In terms of numbers, the Congress (the largest party in the parliament, with 88 members) has a huge advantage over the NWPP, which has 1 member in the parliament.

But the Congress vote for the Pushpa Kamal Dahal-led government in the Jan 10 vote of confidence has deemed it ineligible for helming the opposition bench, if legal provisions and comments from the constitutional-legal fraternity are any guide.

The Act on Salary and Facilities for Office-bearers and Members of the Federal Parliament, 2073 recognizes a party having 10 percent or more lawmakers in the HoR or the National Assembly as the opposition party. But the act comes with a caveat.
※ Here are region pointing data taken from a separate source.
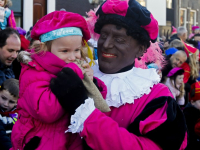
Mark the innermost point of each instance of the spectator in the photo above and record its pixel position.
(9, 19)
(175, 83)
(177, 44)
(192, 115)
(181, 34)
(141, 114)
(34, 43)
(24, 46)
(10, 45)
(9, 94)
(172, 61)
(195, 30)
(5, 142)
(171, 51)
(155, 66)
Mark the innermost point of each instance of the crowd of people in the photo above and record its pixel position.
(102, 82)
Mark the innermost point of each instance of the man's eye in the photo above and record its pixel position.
(119, 40)
(103, 35)
(4, 98)
(11, 102)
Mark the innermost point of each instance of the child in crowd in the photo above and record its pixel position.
(175, 83)
(176, 44)
(8, 19)
(192, 116)
(34, 43)
(62, 35)
(9, 94)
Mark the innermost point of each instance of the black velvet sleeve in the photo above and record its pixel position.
(169, 135)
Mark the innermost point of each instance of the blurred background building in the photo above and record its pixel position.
(168, 12)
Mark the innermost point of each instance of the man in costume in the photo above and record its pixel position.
(143, 113)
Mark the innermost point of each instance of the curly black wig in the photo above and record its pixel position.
(133, 29)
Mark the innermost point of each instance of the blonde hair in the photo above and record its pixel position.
(182, 90)
(46, 46)
(176, 43)
(194, 68)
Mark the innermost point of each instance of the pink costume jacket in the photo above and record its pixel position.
(40, 113)
(152, 122)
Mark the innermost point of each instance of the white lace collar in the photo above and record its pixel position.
(127, 86)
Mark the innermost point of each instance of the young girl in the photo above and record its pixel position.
(40, 114)
(9, 19)
(9, 94)
(175, 83)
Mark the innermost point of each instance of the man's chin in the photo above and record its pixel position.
(8, 63)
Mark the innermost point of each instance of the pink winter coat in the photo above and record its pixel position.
(40, 113)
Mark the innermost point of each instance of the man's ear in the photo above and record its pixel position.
(141, 51)
(192, 102)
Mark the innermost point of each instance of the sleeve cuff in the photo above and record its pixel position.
(81, 114)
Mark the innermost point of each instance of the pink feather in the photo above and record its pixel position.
(153, 55)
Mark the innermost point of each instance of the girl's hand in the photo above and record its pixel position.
(88, 70)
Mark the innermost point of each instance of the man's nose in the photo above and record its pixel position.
(5, 103)
(14, 55)
(108, 43)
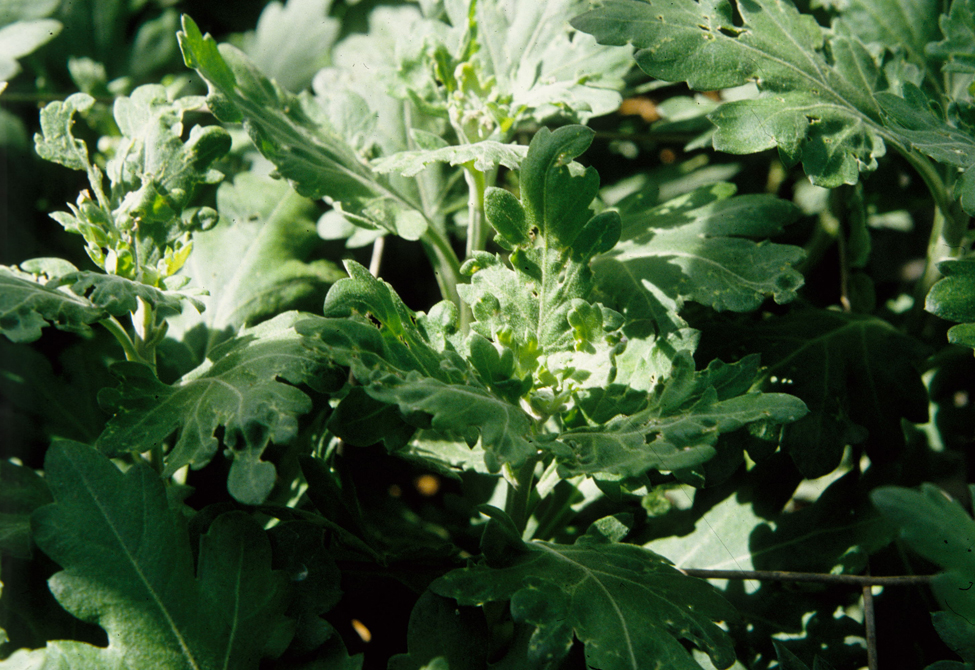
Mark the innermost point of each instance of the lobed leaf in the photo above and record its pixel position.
(294, 134)
(936, 527)
(628, 605)
(957, 48)
(239, 387)
(699, 246)
(398, 365)
(27, 306)
(857, 375)
(817, 103)
(678, 430)
(114, 533)
(484, 156)
(951, 299)
(257, 261)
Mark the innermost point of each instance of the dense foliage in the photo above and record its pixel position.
(470, 334)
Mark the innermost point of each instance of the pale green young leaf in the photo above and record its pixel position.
(542, 67)
(907, 25)
(817, 103)
(256, 261)
(27, 305)
(957, 48)
(294, 134)
(707, 246)
(936, 527)
(951, 299)
(56, 142)
(398, 365)
(114, 533)
(484, 156)
(241, 387)
(555, 234)
(292, 41)
(628, 606)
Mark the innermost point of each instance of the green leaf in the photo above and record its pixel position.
(140, 229)
(397, 365)
(901, 25)
(22, 492)
(953, 298)
(857, 375)
(938, 529)
(629, 606)
(557, 237)
(957, 633)
(958, 46)
(27, 306)
(699, 246)
(294, 134)
(817, 104)
(678, 430)
(50, 292)
(240, 387)
(292, 41)
(484, 155)
(56, 142)
(930, 133)
(257, 262)
(113, 533)
(542, 68)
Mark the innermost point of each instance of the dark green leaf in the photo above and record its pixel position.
(957, 48)
(113, 533)
(627, 605)
(857, 375)
(953, 298)
(238, 387)
(936, 527)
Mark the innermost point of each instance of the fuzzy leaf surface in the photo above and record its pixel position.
(294, 134)
(857, 375)
(27, 306)
(240, 387)
(678, 430)
(951, 298)
(706, 246)
(484, 155)
(958, 46)
(258, 261)
(629, 606)
(113, 533)
(817, 103)
(397, 365)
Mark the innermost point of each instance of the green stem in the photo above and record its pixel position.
(116, 329)
(517, 500)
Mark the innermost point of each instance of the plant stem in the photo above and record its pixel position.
(445, 263)
(821, 578)
(519, 495)
(116, 329)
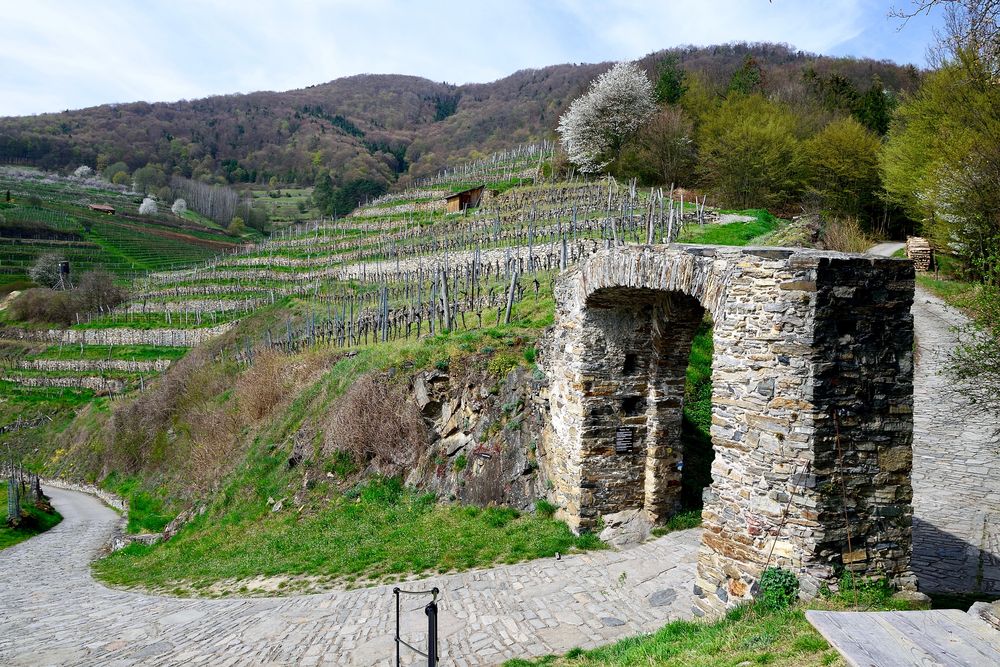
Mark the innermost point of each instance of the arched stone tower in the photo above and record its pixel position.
(811, 405)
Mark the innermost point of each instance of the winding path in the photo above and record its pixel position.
(956, 462)
(53, 613)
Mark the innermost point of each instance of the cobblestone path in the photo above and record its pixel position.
(53, 613)
(956, 463)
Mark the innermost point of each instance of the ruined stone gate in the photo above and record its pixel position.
(811, 405)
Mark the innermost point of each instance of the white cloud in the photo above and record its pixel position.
(60, 55)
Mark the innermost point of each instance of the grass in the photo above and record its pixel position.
(148, 511)
(34, 520)
(117, 352)
(748, 635)
(380, 531)
(733, 233)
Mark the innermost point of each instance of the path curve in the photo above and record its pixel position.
(956, 462)
(53, 613)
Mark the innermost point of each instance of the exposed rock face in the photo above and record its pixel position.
(811, 417)
(485, 437)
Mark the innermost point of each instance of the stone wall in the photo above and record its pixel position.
(119, 335)
(812, 404)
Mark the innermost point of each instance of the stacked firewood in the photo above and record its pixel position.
(919, 250)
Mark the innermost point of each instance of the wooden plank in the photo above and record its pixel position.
(909, 638)
(863, 644)
(970, 638)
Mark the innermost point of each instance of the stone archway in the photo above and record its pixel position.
(811, 404)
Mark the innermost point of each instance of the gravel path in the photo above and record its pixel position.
(956, 463)
(53, 613)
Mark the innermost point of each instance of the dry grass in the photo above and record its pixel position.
(263, 386)
(378, 424)
(846, 235)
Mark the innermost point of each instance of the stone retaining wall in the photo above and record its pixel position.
(119, 335)
(812, 401)
(98, 365)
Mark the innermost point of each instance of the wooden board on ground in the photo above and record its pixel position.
(946, 637)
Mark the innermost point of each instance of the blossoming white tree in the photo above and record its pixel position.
(148, 206)
(597, 124)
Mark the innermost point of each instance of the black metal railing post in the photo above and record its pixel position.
(431, 611)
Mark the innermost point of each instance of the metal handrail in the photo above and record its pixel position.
(431, 611)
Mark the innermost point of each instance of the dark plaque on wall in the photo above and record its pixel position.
(624, 436)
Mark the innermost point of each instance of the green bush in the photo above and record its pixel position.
(779, 589)
(501, 364)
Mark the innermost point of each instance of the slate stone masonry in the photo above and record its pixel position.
(811, 405)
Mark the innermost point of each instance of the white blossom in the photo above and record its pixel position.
(597, 123)
(148, 206)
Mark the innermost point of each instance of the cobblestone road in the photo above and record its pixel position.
(53, 613)
(956, 463)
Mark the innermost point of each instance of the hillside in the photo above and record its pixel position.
(373, 127)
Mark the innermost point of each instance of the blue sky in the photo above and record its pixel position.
(68, 54)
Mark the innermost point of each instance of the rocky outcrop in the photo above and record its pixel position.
(485, 435)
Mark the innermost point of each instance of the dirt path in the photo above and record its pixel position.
(53, 613)
(956, 463)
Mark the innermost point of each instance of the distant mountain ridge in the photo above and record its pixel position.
(375, 127)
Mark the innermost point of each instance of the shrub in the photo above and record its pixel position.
(779, 588)
(263, 386)
(97, 290)
(44, 306)
(846, 235)
(378, 424)
(502, 364)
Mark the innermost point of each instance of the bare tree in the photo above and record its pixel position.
(148, 206)
(969, 25)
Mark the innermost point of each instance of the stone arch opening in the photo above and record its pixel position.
(634, 399)
(811, 404)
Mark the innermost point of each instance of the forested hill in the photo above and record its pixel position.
(377, 127)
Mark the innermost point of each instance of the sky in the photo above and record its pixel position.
(70, 54)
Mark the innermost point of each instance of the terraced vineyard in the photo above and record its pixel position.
(46, 213)
(395, 269)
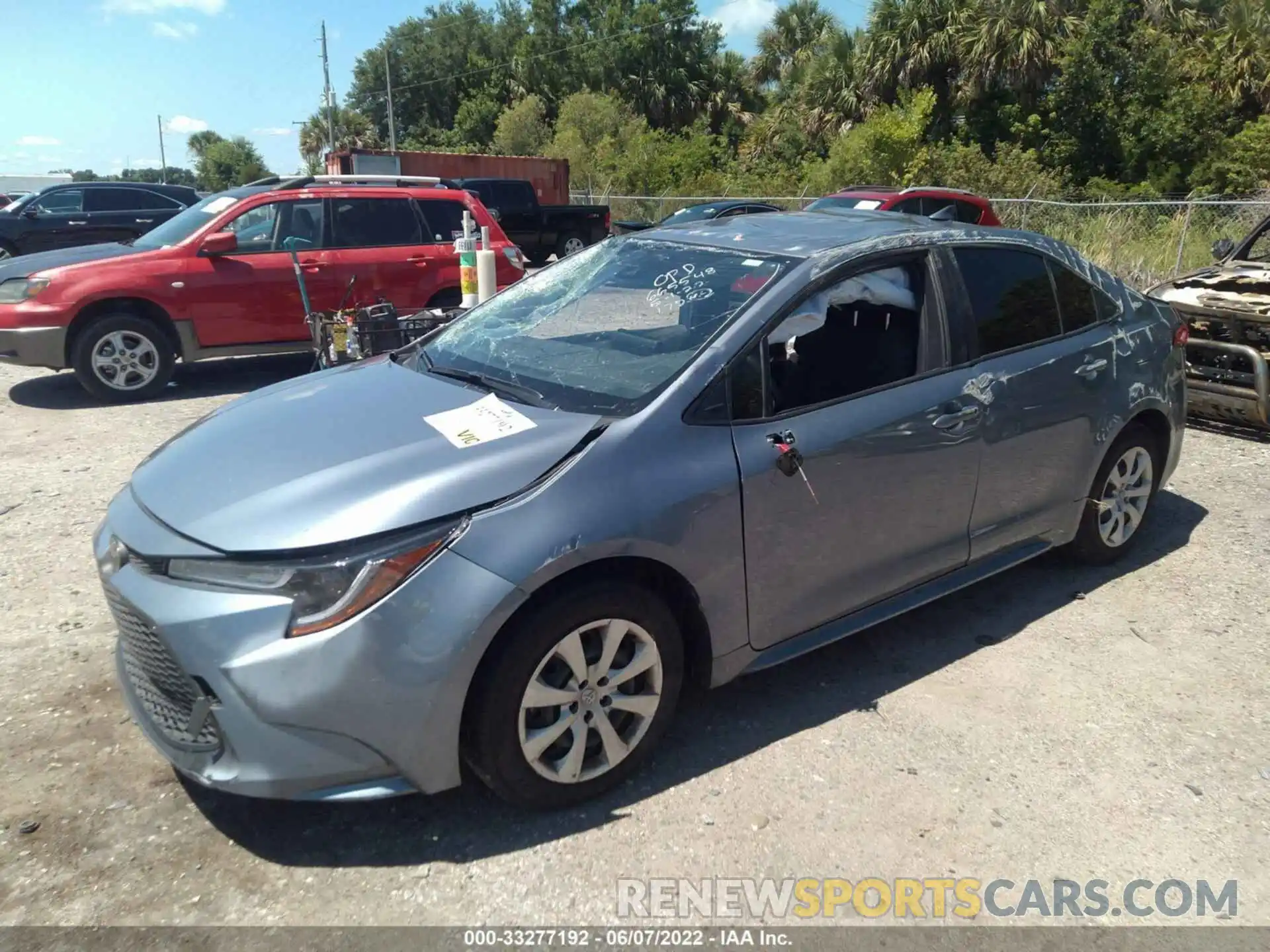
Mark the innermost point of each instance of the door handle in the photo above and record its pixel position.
(947, 422)
(1093, 368)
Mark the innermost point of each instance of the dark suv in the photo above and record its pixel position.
(88, 214)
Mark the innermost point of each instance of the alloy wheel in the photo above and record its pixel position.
(591, 701)
(125, 361)
(1126, 495)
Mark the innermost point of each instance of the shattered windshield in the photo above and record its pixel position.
(605, 329)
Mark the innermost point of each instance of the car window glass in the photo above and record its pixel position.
(374, 222)
(444, 219)
(64, 202)
(855, 335)
(1011, 298)
(605, 329)
(267, 226)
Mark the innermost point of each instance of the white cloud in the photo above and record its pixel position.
(151, 7)
(173, 31)
(743, 17)
(185, 126)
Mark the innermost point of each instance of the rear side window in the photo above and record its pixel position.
(1011, 298)
(444, 219)
(126, 200)
(374, 222)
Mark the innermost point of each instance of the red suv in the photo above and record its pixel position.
(922, 200)
(218, 281)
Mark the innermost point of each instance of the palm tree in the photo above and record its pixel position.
(353, 130)
(1242, 45)
(730, 93)
(796, 34)
(1015, 44)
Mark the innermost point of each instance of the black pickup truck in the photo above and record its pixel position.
(539, 230)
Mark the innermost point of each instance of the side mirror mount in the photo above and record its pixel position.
(220, 243)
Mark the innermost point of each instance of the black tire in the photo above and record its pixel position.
(492, 743)
(161, 362)
(563, 244)
(1090, 546)
(447, 298)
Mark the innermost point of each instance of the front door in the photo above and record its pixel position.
(1043, 379)
(886, 448)
(252, 296)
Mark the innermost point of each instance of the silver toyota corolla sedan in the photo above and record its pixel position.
(685, 455)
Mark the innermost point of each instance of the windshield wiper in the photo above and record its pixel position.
(517, 391)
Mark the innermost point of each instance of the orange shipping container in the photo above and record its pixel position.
(550, 177)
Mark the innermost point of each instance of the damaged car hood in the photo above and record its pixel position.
(338, 456)
(1238, 287)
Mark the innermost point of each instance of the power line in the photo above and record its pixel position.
(554, 52)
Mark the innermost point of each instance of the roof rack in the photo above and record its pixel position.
(937, 188)
(355, 179)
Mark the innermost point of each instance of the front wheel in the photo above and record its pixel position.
(570, 244)
(1119, 499)
(578, 696)
(122, 357)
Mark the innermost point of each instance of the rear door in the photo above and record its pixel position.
(252, 296)
(59, 221)
(1043, 385)
(519, 214)
(378, 245)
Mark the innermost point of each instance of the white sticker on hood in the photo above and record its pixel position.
(489, 418)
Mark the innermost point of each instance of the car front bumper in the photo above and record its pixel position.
(33, 347)
(368, 709)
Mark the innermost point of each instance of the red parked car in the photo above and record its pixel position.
(216, 280)
(922, 200)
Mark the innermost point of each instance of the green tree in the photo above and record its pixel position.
(228, 163)
(523, 128)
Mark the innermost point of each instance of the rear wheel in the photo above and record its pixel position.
(578, 697)
(121, 357)
(1121, 498)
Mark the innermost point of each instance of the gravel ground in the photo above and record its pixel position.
(1049, 723)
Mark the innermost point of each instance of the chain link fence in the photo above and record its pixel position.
(1141, 241)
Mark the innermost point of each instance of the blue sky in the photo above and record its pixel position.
(83, 81)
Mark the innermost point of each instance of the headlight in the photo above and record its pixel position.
(21, 288)
(324, 592)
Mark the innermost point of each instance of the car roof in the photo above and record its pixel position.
(796, 234)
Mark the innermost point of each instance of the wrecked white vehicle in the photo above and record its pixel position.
(1227, 310)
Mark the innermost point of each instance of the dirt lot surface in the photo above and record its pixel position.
(1050, 723)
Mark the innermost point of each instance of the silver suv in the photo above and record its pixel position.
(685, 455)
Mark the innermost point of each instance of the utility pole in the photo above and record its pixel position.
(388, 73)
(328, 95)
(163, 155)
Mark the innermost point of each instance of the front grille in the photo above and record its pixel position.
(165, 692)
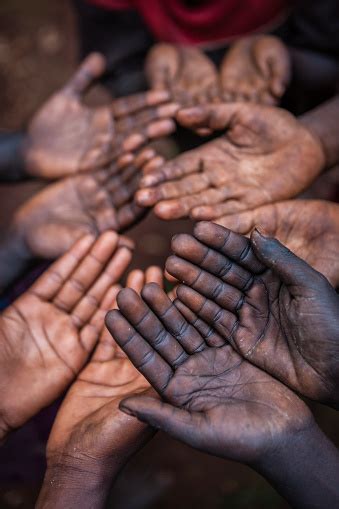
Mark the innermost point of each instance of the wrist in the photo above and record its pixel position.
(303, 468)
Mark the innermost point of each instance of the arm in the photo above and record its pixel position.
(323, 122)
(12, 162)
(305, 470)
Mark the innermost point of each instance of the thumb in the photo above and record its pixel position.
(89, 70)
(177, 422)
(292, 270)
(215, 117)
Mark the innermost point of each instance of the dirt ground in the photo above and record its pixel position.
(38, 51)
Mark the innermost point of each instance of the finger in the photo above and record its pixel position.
(143, 118)
(142, 355)
(136, 280)
(179, 167)
(133, 103)
(173, 321)
(156, 129)
(52, 280)
(206, 284)
(292, 270)
(176, 189)
(154, 274)
(91, 69)
(207, 332)
(220, 320)
(234, 246)
(199, 254)
(129, 214)
(179, 423)
(147, 324)
(88, 305)
(87, 271)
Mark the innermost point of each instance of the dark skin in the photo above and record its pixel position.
(91, 438)
(309, 228)
(275, 310)
(52, 220)
(255, 69)
(264, 155)
(91, 137)
(187, 73)
(49, 332)
(219, 403)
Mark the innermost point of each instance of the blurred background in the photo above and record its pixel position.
(38, 52)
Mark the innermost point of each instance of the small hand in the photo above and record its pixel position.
(214, 400)
(187, 73)
(309, 228)
(51, 221)
(67, 137)
(276, 311)
(255, 69)
(48, 333)
(265, 155)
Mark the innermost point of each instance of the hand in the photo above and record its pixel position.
(227, 407)
(255, 69)
(265, 156)
(48, 333)
(275, 310)
(91, 438)
(186, 72)
(66, 137)
(309, 228)
(51, 221)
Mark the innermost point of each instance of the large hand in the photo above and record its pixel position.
(66, 137)
(48, 333)
(186, 72)
(51, 221)
(255, 69)
(275, 310)
(265, 155)
(227, 406)
(309, 228)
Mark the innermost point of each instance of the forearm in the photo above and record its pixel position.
(323, 122)
(12, 161)
(305, 470)
(76, 485)
(14, 257)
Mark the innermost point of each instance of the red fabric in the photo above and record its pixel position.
(211, 21)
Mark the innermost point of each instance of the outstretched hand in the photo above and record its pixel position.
(255, 69)
(52, 220)
(213, 399)
(309, 228)
(49, 332)
(187, 73)
(275, 310)
(66, 136)
(264, 155)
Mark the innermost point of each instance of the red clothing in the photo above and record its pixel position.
(209, 22)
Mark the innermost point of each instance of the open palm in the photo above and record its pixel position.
(49, 332)
(274, 309)
(264, 155)
(223, 401)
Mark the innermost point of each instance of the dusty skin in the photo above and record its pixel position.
(187, 73)
(275, 310)
(66, 136)
(264, 155)
(213, 399)
(255, 69)
(48, 333)
(309, 228)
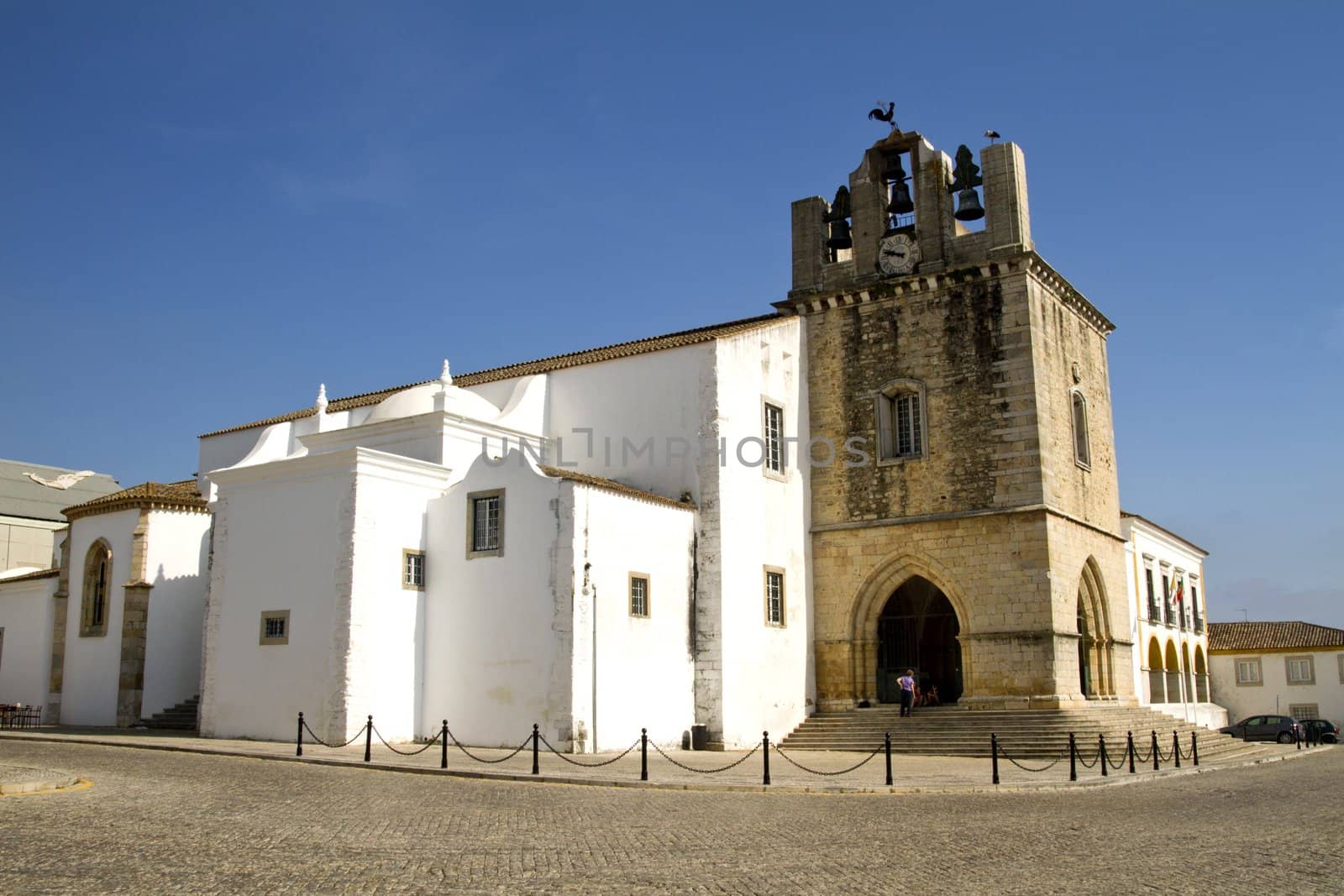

It stipulates that such a party should neither be part of the Council of Ministers nor should it have supported Cabinet formation.

Sub-section 2 of sub-clause (e) of the Act implies: If more than one parties having 10 percent or more seats in the HoR or the NA have equal number of seats, then the parties shall recognize a party as the opposition (in the respective chambers) through mutual consent.

As such is not the case, the Speaker’s prerogative, enshrined in sub-clause 3 of the Act, comes into play here.

It implies: If there’s no written mutual consent or if no party other than the one in the Cabinet or supporting it has 10 percent members in the HoR or the NA, the NA Chair or the Speaker should designate the opposition party (in the two chambers, respectively).

On this very ground, the NWPP is staking its claim.

Prem Suwal, the NWPP lawmaker, on Saturday demanded in writing that the parliament declare it the main opposition as it is the first and the largest among the parties that did not vote for the Pushpa Kamal Dahal-led government.

While speaking at the first meeting of the House on Thursday, Suwal demanded, citing federal laws, that parliament proceedings should commence only after designating the main opposition.

Constitutional expert Bhimarjun Acharya says: By voting for the government, the Nepali Congress has lost political, moral and constitutional bases to be the main opposition.

He says making the Congress the main opposition will set a bad precedent.

Senior lawmaker and National Assembly member Radheshyam Adhikari preferred not to comment on the matter, saying he was studying the developments.

All this means that the ball has landed in the Speaker’s court.

Responding to claims from the Congress and the NWPP for the coveted position, the parliament secretariat has said it will make a decision on the basis of prevailing laws and regulations.

Whatever decision the secretariat takes, it will not be without controversy, that’s a given.